On February 16, 2012, the Cranston School Committee decided not to appeal by a 5–2 vote. The banner was removed, intact, during the first weekend in March, and the school and city agreed to pay the ACLU $150,000 in legal fees.

===Threats===
During the lawsuit, Ahlquist received hatemail and was verbally attacked by her peers, media outlets, and online. She received death threats, and required police escorts to and from classes. An unnamed student was disciplined by the school because of threats.

The Freedom from Religion Foundation ordered flowers to be delivered to Ahlquist during the trial, but two local florists refused delivery. The group has filed a complaint with Rhode Island Commission for Human Rights and given Ahlquist $13,000 from support and scholarship funds.

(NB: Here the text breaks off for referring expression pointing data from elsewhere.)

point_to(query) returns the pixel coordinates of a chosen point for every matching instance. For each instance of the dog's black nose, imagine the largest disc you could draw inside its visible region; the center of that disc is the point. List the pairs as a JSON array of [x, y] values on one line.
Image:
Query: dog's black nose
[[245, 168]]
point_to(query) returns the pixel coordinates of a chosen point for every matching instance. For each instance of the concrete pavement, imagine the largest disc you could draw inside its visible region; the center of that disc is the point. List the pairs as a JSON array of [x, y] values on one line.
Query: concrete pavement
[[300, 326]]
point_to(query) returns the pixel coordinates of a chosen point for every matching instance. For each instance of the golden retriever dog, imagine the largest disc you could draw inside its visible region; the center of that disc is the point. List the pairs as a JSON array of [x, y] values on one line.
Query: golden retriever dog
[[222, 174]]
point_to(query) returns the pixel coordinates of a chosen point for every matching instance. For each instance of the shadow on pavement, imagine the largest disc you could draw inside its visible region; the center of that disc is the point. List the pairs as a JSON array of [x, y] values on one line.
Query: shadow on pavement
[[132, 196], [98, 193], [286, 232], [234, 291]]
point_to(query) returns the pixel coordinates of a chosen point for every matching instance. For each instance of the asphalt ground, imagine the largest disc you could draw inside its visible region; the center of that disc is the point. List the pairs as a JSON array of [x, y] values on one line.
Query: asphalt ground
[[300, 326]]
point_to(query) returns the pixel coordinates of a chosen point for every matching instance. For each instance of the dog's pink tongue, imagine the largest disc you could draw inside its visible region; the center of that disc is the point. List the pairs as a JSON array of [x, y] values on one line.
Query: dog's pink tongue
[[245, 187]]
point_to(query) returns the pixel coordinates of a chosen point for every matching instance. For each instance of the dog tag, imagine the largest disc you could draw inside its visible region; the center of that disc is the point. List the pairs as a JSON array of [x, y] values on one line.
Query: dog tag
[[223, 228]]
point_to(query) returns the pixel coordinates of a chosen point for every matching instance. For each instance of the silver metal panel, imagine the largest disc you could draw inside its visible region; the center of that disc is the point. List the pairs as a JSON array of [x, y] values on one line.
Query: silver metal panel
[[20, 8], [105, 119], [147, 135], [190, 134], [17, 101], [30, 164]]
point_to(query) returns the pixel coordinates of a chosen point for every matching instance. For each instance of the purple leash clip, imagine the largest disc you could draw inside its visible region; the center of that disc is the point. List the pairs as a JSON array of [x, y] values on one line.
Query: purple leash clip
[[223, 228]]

On the day following the ruling, Rhode Island State Representative Peter G. Palumbo spoke on a local radio show and referred to Ahlquist as "an evil little thing". In response, her supporters began selling T-shirts with the words "Evil little thing" on the front. They committed the proceeds to a college education fund established for her. The fund raised over $62,000 which was presented to her at the Reason Rally on March 24, 2012, where she was an invited speaker. Ahlquist was also awarded the Humanist Pioneer Award from the American Humanist Association. In 2013, she received a Hugh M. Hefner First Amendment Award in the education category. Religious leaders from the Rhode Island State Council of Churches rallied to defend Ahlquist and condemn the language used to describe her.

==After the lawsuit==
Several months after the case was closed, in April 2012, Ahlquist received threatening letters in the mail from individuals describing themselves as "crusaders". Police were still investigating as of 2012.

Ahlquist was an invited speaker at a number of events in 2012, spanning at least five US states and international media. She speaks at approximately one venue each month, including the Reason Rally on the National Mall in Washington, D.C., on March 24, 2012, the largest gathering of atheists in history, alongside Richard Dawkins, Adam Savage, Eddie Izzard, Paul Provenza, PZ Myers, Dan Barker and James Randi. There, she was introduced as the Joan of Arc of secularism, and presented a check for the proceeds from her T-shirt sales. She also spoke at the Texas Freethought Convention in 2012. Ahlquist is a frequent and popular guest on Freethought RI, a weekly radio show produced by the RI Atheist Society. On June 25, 2011, she was a speaker at Center for Inquiry transnational in Amherst, New York and on February 6, 2012, in Mesa Arts Center, Mesa, Arizona, professor Richard Dawkins specifically discussed the threats Jessica Ahlquist had been receiving. On August 16, 2011, she finished first place among the 2011 Best High School Individual Activist Award Winners, organized by the Secular Student Alliance.

On February 21, 2012, Ahlquist was interviewed live on CNN about the Cranston case.

Ahlquist is currently a real estate agent based in Providence, Rhode Island.

==Awards and accolades==
John Figdor of the Secular Student Alliance stated "she's a role model to so many young people". JT Eberhard of the same organisation called for nominating Ahlquist for the 2012 Presidential Citizens Medal.

On April 26, 2012, Ana Kasparian and John Iadarola discussed the hate mail at Ahlquist's address in TYTUniversity, a spin-off from The Young Turks.

===Awards===
- On October 8, 2011, the Freedom From Religion Foundation named her the 2011 Thomas Jefferson Youth Activist.
- On June 9, 2012, the American Humanist Association honored Ahlquist with the 2012 Humanist Pioneer Award, which was presented to her at the 71st annual American Humanist Association conference in New Orleans.
- On August 19, 2012, Ahlquist was given the Judge George Alexander Teitz Award, for "commitment to the ideals of religious and ethnic tolerance and freedom" by the Touro Synagogue Foundation in Newport, Rhode Island.
- On May 22, 2013, Ahlquist was honored with the Hugh M. Hefner First Amendment Award in the Education category.